YIELD = VALUE / COST
More valued velocity can be produced through design negotiation than scaling teams, technical architecture, etc...
Consider WhatsApp (https://www.whatsapp.com/) -- acquired by Facebook for $19,000,000,000 (19 Billion). They're serving 500,000,000 users with a development team of around 50 developers. They currently serve over 1,000,000,000 (1 Billion) users with less than 70 developers. That's AMAZING!
How did WhatsApp do it?
They have amazing engineers, no doubt. They use a fantastic, alien like technology that scales better than almost anything else: Erlang. No doubt these contribute, but just as important -- and in my opinion, most importantly, they have very carefully chosen WHAT THEY BUILD.
WhatsApp's product design is fiercely focused on the value of messaging and not complex bells and whistles.
WhatsApp understood that "what they decide to build" was as or more important than how or on what technology they built it.
BUILD VALUE not COMPLEXITY
Focus your teams on YIELD... not just velocity, UEX, ....
YIELD should be a manifesto all it's own!
Y = V / C
Resources:
- Taichi Ohno: https://en.wikipedia.org/wiki/Taiichi_Ohno
- TPS: https://en.wikipedia.org/wiki/Toyota_Production_System
- Agile Manifesto: http://www.agilemanifesto.org/
- Speed of Trust: http://www.speedoftrust.com/ (thanks to Neal Reizer for introducing me to this book)
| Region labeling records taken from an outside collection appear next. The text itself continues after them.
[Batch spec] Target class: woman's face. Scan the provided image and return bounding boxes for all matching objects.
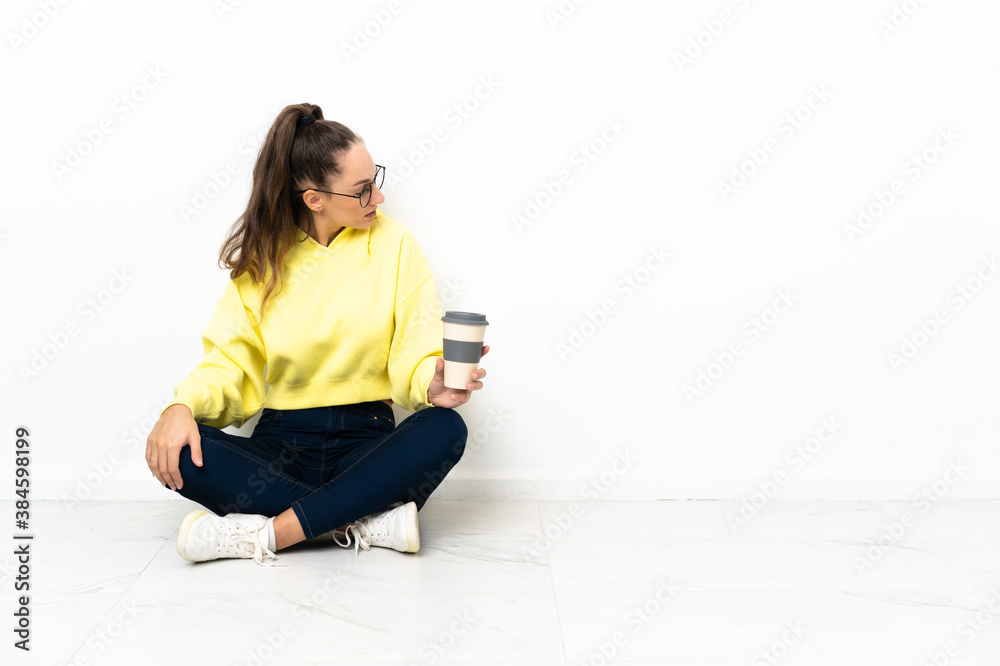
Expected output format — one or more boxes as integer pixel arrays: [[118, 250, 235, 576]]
[[323, 141, 385, 229]]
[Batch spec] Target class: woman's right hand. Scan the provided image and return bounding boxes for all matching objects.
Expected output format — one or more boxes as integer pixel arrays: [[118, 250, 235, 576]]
[[146, 404, 203, 490]]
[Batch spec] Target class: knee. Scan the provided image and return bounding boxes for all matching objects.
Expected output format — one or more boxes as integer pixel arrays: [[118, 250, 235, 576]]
[[431, 407, 469, 462]]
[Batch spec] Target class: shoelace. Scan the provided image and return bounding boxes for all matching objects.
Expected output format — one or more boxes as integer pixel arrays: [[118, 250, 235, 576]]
[[333, 520, 371, 557], [219, 525, 288, 567]]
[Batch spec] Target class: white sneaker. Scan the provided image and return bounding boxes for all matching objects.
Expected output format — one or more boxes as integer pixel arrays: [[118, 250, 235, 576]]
[[177, 511, 288, 567], [333, 502, 420, 555]]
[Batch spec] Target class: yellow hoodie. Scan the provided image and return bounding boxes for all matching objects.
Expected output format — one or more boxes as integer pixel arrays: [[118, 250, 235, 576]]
[[161, 210, 444, 428]]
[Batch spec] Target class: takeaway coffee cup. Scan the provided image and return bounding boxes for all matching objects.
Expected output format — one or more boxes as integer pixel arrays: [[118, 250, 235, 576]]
[[441, 310, 490, 390]]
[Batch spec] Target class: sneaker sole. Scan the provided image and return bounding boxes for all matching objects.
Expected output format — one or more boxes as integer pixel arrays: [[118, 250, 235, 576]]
[[177, 511, 208, 562], [406, 502, 420, 553]]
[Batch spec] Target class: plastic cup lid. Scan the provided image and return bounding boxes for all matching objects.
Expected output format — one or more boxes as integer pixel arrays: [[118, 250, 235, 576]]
[[441, 310, 490, 326]]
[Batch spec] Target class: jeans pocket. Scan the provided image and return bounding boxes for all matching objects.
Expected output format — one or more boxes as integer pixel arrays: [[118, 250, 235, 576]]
[[254, 408, 281, 431], [371, 414, 396, 432]]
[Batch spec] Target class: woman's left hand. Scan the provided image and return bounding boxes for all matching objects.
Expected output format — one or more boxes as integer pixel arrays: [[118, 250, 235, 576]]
[[427, 345, 490, 409]]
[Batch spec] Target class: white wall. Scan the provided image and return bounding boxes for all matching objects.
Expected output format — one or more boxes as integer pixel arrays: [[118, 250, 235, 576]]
[[0, 0, 1000, 499]]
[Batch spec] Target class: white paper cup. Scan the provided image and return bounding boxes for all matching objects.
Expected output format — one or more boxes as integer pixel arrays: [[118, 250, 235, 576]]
[[441, 310, 489, 390]]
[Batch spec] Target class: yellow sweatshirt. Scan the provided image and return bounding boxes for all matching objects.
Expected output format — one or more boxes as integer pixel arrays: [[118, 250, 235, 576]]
[[161, 210, 444, 428]]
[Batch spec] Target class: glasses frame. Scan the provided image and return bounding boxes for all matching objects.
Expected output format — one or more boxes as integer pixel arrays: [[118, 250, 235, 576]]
[[295, 164, 385, 208]]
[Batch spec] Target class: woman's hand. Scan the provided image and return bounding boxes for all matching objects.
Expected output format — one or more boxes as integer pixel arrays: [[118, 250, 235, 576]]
[[427, 345, 490, 409], [146, 405, 203, 490]]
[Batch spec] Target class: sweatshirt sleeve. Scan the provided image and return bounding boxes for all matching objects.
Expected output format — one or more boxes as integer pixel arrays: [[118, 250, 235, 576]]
[[388, 230, 444, 412], [161, 280, 266, 428]]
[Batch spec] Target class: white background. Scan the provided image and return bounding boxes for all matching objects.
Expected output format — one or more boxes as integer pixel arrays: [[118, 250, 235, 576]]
[[0, 0, 1000, 499]]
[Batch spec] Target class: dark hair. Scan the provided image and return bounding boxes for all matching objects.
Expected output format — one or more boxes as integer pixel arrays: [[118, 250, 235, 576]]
[[219, 104, 362, 317]]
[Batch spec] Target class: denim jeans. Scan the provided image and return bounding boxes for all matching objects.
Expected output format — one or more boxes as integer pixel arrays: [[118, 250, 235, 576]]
[[176, 400, 468, 539]]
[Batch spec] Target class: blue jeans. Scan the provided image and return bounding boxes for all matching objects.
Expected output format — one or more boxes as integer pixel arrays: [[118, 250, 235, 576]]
[[176, 400, 469, 539]]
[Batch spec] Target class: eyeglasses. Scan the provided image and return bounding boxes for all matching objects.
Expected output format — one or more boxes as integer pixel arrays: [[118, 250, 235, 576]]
[[295, 164, 385, 208]]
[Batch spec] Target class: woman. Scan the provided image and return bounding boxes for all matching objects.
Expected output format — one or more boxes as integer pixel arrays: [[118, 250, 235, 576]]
[[146, 104, 489, 566]]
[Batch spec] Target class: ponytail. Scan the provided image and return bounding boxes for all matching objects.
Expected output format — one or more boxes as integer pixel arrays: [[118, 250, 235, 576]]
[[219, 104, 361, 317]]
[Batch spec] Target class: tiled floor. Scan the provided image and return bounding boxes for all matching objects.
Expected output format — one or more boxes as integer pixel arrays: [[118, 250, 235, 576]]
[[0, 500, 1000, 666]]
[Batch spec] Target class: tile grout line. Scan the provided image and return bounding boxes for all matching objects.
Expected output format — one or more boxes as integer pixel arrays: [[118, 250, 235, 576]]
[[535, 500, 569, 666], [60, 516, 170, 665]]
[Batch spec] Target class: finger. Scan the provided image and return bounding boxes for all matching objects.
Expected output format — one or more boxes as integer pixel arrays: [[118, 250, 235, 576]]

Awesome article Alan Huffman. Love this thought process and philosophy. Thanks for putting this out there.
Thanks Alan. Very well articulated with simple example.
Nice! It is so easy to track and measure the things that don't matter. It take courage and hard work to measure what matters most.
I enjoyed the read. I can't get past that the equations for Yield and ROI are the same? I mean, one is a % and the other a whole number. So, why introduce a new term when one or the other would work?